After contacting the seller to express your interest in an item, that seller may respond with this: several other customers are interested in the product, and they are all bidding for it. How much are you willing to bid for the item? Although bids do happen, they usually occur within the comments section of the listed product. These bidders will comment with their offers until one user outbids them all. However, be wary of secret bids that a seller is claiming to exist without any physical evidence. If you’re not careful, you may be tricked by a seller fictitiously creating a bid to overcharge you for the product.
3. Closely Inspect Furniture and Rugs for Bedbugs
Bedbugs are a growing problem that plague even pristine and glittering five-star hotels. They are difficult and expensive to kill, and they reproduce too quickly. For this reason, you must be wary of any used furniture you want to buy. Before purchasing, ask the seller why he or she is selling the items. Additionally, ask to see the pieces in person, so you can closely inspect for bedbug droppings, sheddings, or eggs. Don’t buy furniture with rips, as those could be hiding spaces for these pests.
4. Ask for More Images
How do you know the item you want to purchase actually exists? The seller could very easily pull an image online, post it to Marketplace, and sell the “item.” To ensure that the seller isn’t trying to scam you with an imaginary product, ask to see more images. Ideally, ask for images taken in real-time. If the seller keeps making excuses to avoid providing more pictures (Oh, I’m not home; my camera broke; I lost my phone), that’s a red flag you shouldn’t ignore.
5. Meet at a Public Space
This is perhaps the most important precautionary step in this list. You must absolutely insist on meeting in a public space when it comes time to pick up your item. Starbucks is a great place to do it or even a grocery store parking lot. Never meet in the dark, in a strange secluded alley, on a dirt road in the middle of nowhere, or at someone’s house. If you do have to meet at someone’s home, make sure to bring a friend or two. If you’re going alone, let a friend or a family member know where you’re headed.
This precaution, although it may sound paranoid to you, will save you from becoming a victim of a crime, like an assault, robbery, or worse. After all, you’re meeting a stranger for the first time. You never know.
6. Test the Product Before Paying
Before you hand your cash over to the seller, make sure to thoroughly inspect the item for defects. If you’re purchasing clothing, make sure to try the items to ensure they’re the perfect fit for you. If you find that the item is defective in any way, you can even try haggling the price down.

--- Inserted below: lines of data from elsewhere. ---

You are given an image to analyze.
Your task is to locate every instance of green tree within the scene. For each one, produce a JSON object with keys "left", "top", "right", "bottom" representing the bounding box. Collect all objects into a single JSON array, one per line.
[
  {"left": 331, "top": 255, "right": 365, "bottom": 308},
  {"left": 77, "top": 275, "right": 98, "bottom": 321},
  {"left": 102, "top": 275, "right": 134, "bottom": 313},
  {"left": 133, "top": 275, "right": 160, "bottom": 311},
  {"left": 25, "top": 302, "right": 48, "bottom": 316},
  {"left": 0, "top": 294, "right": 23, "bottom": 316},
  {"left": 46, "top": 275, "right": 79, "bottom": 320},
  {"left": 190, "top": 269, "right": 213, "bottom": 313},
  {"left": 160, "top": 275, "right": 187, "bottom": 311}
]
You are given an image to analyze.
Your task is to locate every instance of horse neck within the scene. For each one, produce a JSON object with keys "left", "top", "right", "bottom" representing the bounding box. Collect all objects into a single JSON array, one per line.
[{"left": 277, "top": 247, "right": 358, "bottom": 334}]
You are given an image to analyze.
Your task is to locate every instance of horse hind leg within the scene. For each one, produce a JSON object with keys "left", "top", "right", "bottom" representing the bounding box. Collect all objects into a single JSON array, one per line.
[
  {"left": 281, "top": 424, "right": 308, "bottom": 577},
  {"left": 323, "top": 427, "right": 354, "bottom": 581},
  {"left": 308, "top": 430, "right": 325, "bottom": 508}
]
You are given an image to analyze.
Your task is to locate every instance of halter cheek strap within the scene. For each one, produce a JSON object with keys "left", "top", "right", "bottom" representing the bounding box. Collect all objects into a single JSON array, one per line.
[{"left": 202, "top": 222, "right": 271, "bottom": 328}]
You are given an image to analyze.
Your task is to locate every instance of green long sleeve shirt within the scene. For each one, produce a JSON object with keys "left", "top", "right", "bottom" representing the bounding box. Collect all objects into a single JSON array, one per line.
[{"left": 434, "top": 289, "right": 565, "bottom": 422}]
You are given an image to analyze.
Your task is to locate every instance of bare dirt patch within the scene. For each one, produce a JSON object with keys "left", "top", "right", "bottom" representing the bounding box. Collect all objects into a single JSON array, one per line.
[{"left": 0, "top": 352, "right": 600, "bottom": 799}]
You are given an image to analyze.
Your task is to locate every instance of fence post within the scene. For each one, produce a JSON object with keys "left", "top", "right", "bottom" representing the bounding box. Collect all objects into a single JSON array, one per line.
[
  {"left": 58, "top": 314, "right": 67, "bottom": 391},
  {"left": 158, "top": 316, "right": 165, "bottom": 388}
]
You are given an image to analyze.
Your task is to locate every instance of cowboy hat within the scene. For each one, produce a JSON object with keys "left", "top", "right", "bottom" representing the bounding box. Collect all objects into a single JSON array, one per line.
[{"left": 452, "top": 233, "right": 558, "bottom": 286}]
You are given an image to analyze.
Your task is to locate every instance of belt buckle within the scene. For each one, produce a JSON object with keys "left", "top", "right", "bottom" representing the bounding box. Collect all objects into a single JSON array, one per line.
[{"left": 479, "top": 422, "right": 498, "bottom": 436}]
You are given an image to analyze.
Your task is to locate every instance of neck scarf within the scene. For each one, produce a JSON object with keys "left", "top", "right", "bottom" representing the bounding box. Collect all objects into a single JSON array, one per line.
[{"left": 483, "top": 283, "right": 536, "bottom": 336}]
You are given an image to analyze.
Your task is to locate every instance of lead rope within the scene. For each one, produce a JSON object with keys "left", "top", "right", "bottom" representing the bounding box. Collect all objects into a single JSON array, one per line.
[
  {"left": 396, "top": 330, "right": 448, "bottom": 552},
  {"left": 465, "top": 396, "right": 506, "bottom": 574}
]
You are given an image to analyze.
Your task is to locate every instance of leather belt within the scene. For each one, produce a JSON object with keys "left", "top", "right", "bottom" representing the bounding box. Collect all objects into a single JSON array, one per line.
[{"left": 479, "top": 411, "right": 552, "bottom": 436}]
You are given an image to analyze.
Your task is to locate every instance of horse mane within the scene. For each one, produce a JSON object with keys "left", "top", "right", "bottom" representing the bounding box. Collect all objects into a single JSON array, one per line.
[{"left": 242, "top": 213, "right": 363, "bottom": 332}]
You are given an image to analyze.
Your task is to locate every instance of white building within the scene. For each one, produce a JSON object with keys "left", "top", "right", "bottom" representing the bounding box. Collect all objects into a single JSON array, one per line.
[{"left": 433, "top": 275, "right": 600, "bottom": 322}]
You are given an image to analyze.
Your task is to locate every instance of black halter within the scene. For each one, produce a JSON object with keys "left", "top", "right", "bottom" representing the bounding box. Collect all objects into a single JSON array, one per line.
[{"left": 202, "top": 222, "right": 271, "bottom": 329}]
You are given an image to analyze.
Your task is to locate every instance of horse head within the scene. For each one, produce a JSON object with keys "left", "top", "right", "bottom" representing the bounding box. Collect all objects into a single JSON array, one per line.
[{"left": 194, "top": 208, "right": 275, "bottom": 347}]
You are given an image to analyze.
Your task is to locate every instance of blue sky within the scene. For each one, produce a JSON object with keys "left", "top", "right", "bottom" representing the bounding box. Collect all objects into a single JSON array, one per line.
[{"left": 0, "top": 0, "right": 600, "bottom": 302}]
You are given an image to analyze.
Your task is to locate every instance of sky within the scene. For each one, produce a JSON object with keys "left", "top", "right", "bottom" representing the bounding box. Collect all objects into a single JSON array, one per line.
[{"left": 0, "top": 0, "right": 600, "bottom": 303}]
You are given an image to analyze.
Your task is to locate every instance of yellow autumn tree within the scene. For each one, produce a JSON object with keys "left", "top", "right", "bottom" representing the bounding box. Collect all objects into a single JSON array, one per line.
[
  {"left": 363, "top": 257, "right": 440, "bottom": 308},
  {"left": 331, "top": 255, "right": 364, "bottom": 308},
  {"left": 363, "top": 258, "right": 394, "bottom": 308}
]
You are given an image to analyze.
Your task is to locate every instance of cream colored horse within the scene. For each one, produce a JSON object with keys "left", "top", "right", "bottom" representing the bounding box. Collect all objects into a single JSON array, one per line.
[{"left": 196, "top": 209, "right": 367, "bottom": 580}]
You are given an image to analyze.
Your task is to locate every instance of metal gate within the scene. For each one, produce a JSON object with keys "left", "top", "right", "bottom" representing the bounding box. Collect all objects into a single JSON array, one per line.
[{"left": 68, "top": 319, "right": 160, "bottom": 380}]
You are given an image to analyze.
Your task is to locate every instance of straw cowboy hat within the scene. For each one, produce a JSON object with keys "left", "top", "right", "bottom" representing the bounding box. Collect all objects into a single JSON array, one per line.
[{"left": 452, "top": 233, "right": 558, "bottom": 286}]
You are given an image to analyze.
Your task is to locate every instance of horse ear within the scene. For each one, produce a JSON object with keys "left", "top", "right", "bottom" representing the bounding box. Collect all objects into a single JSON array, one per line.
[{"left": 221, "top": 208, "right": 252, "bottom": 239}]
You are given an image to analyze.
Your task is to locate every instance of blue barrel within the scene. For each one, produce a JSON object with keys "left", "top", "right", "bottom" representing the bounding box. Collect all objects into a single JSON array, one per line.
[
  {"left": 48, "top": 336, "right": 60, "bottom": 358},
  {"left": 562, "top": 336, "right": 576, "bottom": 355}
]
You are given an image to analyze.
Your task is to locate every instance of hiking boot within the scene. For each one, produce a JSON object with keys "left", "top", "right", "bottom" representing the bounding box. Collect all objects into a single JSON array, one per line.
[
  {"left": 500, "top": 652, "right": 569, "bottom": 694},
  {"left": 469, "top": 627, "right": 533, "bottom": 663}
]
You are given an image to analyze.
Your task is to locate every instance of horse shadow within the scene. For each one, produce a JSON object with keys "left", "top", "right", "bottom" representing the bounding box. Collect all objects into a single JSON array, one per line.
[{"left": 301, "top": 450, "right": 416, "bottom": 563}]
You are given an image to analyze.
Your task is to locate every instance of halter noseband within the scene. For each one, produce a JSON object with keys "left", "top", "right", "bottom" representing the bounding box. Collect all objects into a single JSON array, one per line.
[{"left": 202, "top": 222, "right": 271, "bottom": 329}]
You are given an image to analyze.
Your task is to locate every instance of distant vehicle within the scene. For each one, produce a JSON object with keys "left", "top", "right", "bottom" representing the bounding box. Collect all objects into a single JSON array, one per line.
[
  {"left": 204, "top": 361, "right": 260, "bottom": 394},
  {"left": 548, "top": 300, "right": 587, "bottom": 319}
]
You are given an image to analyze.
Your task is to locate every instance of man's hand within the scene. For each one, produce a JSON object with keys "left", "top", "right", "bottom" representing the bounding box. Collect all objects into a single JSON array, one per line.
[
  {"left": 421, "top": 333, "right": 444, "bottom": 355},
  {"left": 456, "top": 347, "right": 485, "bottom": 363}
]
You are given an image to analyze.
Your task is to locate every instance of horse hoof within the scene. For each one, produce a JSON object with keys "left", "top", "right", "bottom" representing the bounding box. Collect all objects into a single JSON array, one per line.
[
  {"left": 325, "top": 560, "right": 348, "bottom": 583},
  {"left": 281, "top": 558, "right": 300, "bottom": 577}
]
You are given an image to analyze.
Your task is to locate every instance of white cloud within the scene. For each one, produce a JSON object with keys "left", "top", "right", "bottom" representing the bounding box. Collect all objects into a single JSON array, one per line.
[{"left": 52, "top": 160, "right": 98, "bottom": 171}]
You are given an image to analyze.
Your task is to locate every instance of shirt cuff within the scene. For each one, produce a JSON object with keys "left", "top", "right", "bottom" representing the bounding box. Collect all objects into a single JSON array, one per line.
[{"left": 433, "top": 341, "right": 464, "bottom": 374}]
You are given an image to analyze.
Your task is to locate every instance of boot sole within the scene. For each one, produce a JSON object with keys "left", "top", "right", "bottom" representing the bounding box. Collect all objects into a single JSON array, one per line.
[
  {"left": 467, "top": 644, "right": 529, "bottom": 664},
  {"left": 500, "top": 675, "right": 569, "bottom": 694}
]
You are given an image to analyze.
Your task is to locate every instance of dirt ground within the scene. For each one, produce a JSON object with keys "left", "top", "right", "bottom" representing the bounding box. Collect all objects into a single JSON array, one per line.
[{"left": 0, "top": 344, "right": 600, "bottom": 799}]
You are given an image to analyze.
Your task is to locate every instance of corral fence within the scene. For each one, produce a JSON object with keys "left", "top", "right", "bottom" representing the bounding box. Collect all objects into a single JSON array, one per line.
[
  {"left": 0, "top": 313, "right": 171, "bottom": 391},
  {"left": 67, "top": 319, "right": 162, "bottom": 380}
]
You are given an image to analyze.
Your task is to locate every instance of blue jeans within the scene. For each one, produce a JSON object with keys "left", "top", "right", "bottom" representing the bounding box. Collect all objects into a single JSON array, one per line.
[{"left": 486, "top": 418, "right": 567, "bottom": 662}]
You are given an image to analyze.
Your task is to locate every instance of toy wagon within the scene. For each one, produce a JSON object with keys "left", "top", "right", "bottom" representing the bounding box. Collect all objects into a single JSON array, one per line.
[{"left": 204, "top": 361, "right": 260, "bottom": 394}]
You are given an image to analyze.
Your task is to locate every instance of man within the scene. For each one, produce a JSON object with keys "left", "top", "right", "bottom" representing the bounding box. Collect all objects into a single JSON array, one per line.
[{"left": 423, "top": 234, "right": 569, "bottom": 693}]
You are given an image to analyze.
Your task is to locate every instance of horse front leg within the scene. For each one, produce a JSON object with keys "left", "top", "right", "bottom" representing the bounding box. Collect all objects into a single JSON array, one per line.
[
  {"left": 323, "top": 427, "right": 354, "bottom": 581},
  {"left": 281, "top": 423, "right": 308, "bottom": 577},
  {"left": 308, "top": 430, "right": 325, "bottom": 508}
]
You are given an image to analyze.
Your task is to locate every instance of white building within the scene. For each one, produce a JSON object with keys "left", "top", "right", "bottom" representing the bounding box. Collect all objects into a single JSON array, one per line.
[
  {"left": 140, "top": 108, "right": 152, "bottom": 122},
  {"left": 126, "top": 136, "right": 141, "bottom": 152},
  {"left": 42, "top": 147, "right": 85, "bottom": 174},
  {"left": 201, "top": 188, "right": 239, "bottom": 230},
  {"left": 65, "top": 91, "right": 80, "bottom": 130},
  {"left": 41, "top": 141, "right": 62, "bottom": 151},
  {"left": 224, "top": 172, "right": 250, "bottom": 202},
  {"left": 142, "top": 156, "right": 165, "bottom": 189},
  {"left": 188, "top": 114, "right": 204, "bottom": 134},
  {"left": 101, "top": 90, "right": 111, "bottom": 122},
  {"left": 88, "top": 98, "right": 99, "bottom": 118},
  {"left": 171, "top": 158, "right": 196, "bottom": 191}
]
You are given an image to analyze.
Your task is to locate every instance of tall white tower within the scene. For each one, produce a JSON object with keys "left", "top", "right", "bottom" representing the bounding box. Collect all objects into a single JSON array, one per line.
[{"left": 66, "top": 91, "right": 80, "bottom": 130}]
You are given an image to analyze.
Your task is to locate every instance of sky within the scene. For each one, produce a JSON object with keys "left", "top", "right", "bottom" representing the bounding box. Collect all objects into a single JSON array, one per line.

The Rise of Facebook Marketplace
Buying and selling on Facebook existed even before Marketplace rolled out to the public. It first arrived to the platform in October of 2016, and by that time, users were already hunting for the best deals on used items.
When Facebook announced Marketplace’s rollout, many believed it was an attempt to compete against retail sites like eBay and Amazon. This is not a surprising conclusion. Marketplace and buy-and-sell sites function similarly. You search for great deals on Marketplace by category, price, or location. If you tap on an item, you will find details such as the name, profile photo, and location of the seller and product description. You can save an item to buy for later or you can send the seller a direct message if you would like to make a purchase.
Buying and selling on Facebook, which may seem strange to some, makes perfect sense upon further examination. Think about it: Facebook already has numerous buy-and-sell group pages such as UCSB Free and For Sale, Fashion Exchange, and OC Buy and Sell. These groups aren’t obscure groups that have only a small following. According to Facebook, more than 450 million users visit buy-and-sell groups each month.
If you find social media platforms meddling with e-commerce strange, keep this in mind: Social commerce, as they call it, has already taken root in Asia. If you already participate in social commerce, just remember: take precautionary steps before purchasing.